Infirme moteur cérébral de naissance, Jean-Luc Héridel « aurait dû » être placé à vie dans une institution spécialisée. Refusant cette fatalité sociale, il s’est battu pour son droit à l’autonomie et celui des personnes handicapées en général. A 55 ans, il vit avec son épouse, valide, dans leur maison, près de Lorient. Inapte au travail, il anime une émission sur la radio Plum’FM et tient un blog. Parcours d’une vie en mouvement. 



A droite, Jean-Luc Héridel au micro de Plum' FM où il officie en tant qu'animateur.

Ce mercredi après-midi, Jean-Luc Héridel attend l’appel du manager de Zoufris Maracas. Le groupe doit se produire le week-end suivant à la fête de l’humanité Bretagne, à Lorient, et Jean-Luc a prévu une interview pour l’émission qu’il anime chaque premier vendredi du mois sur la radio associative Plum’ Fm. Jean-Luc aime ce contact avec les artistes. « Avec eux, j’ai l’impression que le handicap n’existe pas ! »

 

Être un individu à part entière. S’épanouir même en situation de handicap moteur profond. Pas si évident dans une société qui « ghettoïse » un peu trop facilement ses « populations différentes ». C’est pourtant le combat que Jean-Luc Héridel, né « infirme moteur cérébral » en 1957 en région parisienne, a mené toute sa vie.

 « Ma destinée était toute tracée, je devais prendre perpét’ dans une structure spécialisée. » De fait, dès l’âge de 4 ans, Jean-Luc est placé en institution. Mais l’adolescence, l’agitation politique des années 70 et des rencontres avec certains éducateurs militants vont éveiller un désir d’autonomie qui se fait de plus en plus ressentir.

Candidat à la présidentielle de 1981

 

Première étape, il s’installe à Sarcelles (Val d’Oise) dans un foyer-appartement, nouveau dans le genre. « On pouvait y recevoir qui et quand on voulait… Enfin, en théorie ! ». Cette première désillusion n’empêche pas Jean-Luc de goûter à une semi-liberté et à une vraie vie de quartier qui vont le conduire à des années de militantisme. « Je rêvais de changer une société qui me handicapait plus que mon propre handicap ! », raconte-t-il.

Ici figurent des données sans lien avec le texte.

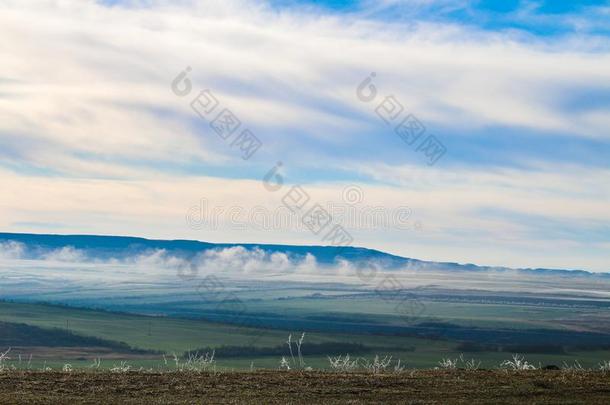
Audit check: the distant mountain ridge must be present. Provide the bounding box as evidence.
[0,233,610,277]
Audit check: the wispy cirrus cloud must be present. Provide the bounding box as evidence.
[0,0,610,270]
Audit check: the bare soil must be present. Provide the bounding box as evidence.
[0,371,610,404]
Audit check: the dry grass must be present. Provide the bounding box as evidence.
[0,370,610,404]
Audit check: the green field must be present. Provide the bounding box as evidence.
[0,302,610,370]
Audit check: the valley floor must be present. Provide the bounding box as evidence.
[0,370,610,404]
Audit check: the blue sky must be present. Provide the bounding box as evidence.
[0,0,610,271]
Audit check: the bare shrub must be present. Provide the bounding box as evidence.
[328,354,358,373]
[500,354,536,371]
[0,347,15,373]
[435,358,458,370]
[174,350,216,373]
[280,356,291,371]
[110,361,131,374]
[363,355,392,374]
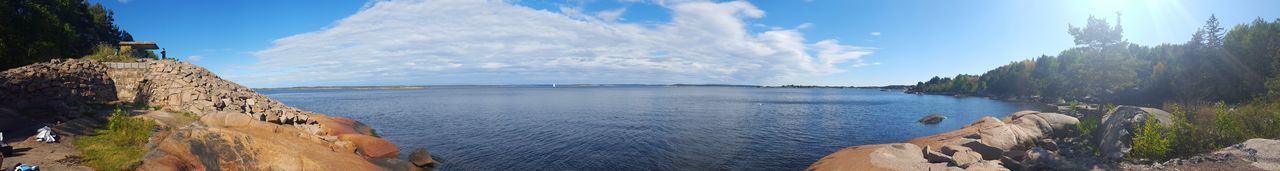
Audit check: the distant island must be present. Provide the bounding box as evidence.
[253,86,426,91]
[253,84,914,91]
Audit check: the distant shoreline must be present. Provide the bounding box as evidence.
[253,84,911,91]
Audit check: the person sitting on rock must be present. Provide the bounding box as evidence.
[36,126,58,143]
[13,162,40,171]
[244,98,253,115]
[214,97,227,111]
[0,133,13,156]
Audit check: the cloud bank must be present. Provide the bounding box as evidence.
[241,0,872,87]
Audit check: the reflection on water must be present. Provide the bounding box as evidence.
[262,87,1049,170]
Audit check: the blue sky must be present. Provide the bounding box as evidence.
[95,0,1280,87]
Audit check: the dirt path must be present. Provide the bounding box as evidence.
[0,111,157,171]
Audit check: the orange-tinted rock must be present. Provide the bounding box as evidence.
[809,111,1079,170]
[805,143,959,171]
[338,134,399,158]
[311,116,372,135]
[140,126,380,170]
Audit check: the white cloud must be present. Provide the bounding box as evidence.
[239,0,872,87]
[796,23,813,29]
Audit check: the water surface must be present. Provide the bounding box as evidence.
[261,87,1036,170]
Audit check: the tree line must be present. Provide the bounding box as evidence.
[913,15,1280,106]
[0,0,133,70]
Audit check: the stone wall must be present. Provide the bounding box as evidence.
[0,59,421,170]
[137,60,316,127]
[102,63,148,102]
[0,59,116,121]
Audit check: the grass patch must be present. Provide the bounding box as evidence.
[76,108,156,171]
[1075,115,1102,156]
[1125,115,1178,161]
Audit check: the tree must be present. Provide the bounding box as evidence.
[1066,13,1124,47]
[1201,14,1222,47]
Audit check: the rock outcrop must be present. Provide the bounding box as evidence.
[808,111,1079,171]
[0,59,434,170]
[808,143,959,171]
[123,60,412,170]
[1096,106,1172,160]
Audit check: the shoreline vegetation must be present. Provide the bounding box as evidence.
[885,15,1280,168]
[253,84,913,91]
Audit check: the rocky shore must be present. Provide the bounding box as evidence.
[806,106,1280,171]
[0,59,435,170]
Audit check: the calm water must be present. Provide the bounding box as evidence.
[261,87,1036,170]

À l’époque, il descend donc dans la rue aux côtés du mouvement « Handicapés méchants », coréalise un film-témoignage « Ames charitables s’abstenir », lance le journal « Bankalement vôtre » et présente même sa candidature à la présidentielle de 1981. « 1981, c’était aussi l’année internationale des personnes handicapées. On a voulu être représentés et que soient posés les vrais problèmes : non-accessibilité des transports en communs, trottoirs non adaptés, exploitation dans les centres d’aide par le travail ou atelier protégé ! » Évidemment, il n’obtient pas les 500 candidatures, mais de tous les candidats officiels, au moins une, Huguette Bouchardeau (PSU), lui ouvre une tribune à tous ses meetings. 

 

C’est aussi au début des années 80 que Jean-Luc décide de quitter Paris pour Lorient, alors ville pilote dans le domaine de l’intégration des personnes handicapées (accessibilité, transports, logements). Il s’y installe avec Evelyne, une valide rencontrée sur un passage piéton de Sarcelles. L’amour, ça aussi, c’était inespéré. « Dès le plus jeune âge, on vous conforte dans l’idée que ce n’est pas pour vous, alors… »

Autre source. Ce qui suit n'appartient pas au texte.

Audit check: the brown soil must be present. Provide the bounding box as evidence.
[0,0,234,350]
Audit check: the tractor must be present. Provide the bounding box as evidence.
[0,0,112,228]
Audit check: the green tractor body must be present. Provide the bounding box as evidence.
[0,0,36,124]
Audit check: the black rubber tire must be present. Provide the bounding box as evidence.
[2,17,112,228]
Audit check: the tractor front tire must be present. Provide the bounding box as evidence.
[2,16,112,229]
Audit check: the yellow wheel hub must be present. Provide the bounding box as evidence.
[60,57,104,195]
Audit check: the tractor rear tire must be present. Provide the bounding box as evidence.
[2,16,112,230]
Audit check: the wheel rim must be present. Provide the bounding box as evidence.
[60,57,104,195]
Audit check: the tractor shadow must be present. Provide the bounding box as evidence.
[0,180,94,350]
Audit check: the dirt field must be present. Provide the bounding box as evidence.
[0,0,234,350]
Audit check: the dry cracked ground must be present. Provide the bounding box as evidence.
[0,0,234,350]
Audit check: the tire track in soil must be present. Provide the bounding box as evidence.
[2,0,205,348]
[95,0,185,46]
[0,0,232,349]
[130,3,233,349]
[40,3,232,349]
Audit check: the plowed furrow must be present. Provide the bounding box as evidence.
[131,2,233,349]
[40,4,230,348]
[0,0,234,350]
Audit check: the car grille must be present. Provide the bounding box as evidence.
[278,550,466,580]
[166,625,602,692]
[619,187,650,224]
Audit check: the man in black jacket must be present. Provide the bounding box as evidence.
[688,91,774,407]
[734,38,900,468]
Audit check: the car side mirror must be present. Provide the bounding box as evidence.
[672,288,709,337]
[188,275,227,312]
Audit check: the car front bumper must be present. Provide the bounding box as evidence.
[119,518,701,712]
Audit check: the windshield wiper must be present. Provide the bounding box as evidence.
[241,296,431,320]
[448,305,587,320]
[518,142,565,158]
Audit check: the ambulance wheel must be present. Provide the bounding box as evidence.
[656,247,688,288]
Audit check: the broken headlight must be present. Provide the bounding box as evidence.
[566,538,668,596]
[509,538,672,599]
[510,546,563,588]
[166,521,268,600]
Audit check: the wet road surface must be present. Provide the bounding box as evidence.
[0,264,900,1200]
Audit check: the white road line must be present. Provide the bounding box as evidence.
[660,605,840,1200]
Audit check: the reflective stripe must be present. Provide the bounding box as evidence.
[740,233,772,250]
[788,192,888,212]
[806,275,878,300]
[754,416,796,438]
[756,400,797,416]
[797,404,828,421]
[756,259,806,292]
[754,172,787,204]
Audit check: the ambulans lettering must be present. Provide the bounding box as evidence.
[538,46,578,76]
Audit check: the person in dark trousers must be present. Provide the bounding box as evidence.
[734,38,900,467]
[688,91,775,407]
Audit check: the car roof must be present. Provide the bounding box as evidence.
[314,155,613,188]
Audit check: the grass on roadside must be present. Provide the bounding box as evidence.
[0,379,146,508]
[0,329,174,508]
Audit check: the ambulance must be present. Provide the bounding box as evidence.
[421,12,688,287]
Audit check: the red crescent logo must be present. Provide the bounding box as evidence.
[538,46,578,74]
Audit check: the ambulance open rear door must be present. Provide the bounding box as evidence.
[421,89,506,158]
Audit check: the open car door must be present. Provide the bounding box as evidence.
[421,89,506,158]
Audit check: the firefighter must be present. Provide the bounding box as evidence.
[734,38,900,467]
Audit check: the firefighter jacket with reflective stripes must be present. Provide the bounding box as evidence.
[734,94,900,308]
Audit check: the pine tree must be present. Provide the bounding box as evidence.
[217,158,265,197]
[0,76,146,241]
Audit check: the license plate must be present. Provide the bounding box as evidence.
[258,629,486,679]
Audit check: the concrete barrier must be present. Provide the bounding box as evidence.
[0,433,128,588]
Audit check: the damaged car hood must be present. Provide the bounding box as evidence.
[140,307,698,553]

​Jean-Luc Héridel vit avec sa femme "valide" à proximité de Lorient (photo : S. Biju)


Former un couple à part entière

 

30 ans plus tard, Jean-Luc et Evelyne vivent toujours ensemble, mariés, dans une jolie maison qu’ils ont fait construire dans la campagne lorientaise. « Mais sommes-nous vraiment reconnus comme un couple à part entière ? », s’interroge Jean-Luc, qui, inapte au travail, est selon la législation considéré comme dépendant de la personne avec qui il vit. 

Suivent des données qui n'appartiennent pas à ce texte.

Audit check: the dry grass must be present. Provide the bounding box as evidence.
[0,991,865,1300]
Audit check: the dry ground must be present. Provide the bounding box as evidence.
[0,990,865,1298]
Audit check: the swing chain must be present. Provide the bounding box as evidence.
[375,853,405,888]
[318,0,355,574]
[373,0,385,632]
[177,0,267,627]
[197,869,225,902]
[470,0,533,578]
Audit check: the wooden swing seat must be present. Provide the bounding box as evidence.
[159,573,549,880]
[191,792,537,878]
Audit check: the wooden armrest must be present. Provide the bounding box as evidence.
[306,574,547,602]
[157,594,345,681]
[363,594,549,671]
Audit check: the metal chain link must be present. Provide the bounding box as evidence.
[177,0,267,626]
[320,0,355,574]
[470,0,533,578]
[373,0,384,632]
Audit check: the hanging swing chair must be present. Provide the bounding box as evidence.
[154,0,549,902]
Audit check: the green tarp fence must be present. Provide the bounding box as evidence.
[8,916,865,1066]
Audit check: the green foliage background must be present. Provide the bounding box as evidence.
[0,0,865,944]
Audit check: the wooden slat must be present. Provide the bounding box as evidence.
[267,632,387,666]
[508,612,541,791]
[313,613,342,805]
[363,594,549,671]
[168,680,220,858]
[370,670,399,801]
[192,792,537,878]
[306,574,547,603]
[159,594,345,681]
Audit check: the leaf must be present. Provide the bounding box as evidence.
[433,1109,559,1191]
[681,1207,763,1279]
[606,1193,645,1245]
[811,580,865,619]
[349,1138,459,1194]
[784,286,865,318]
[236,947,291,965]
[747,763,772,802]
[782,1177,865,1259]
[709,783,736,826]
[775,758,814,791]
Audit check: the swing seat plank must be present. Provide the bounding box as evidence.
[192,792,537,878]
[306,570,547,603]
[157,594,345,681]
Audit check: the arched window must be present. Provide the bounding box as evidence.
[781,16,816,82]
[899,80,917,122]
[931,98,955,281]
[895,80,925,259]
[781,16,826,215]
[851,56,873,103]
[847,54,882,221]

Aujourd’hui, son Allocation adulte handicapé lui est attribuée en fonction des revenus d’Evelyne, aide-soignante. « Quelle belle conception du couple ! Il ne faut pas s’étonner si certains couples mixtes, handicapés/valide, vivent cachés ou clandestinement pour ne pas voir leur AAH diminuée voire supprimée. » 

La prestation compensatrice du handicap (PCH) lui permet par ailleurs d’avoir une auxiliaire de vie, 4 à 5 heures par jour chez lui et des aides pour l’aménagement de la maison, l’achat de son fauteuil. « Il vaut 16 000 euros et ce n’est pas le plus cher. La Sécu en rembourse 75%, pour le reste, à toi de pleurer un peu partout. »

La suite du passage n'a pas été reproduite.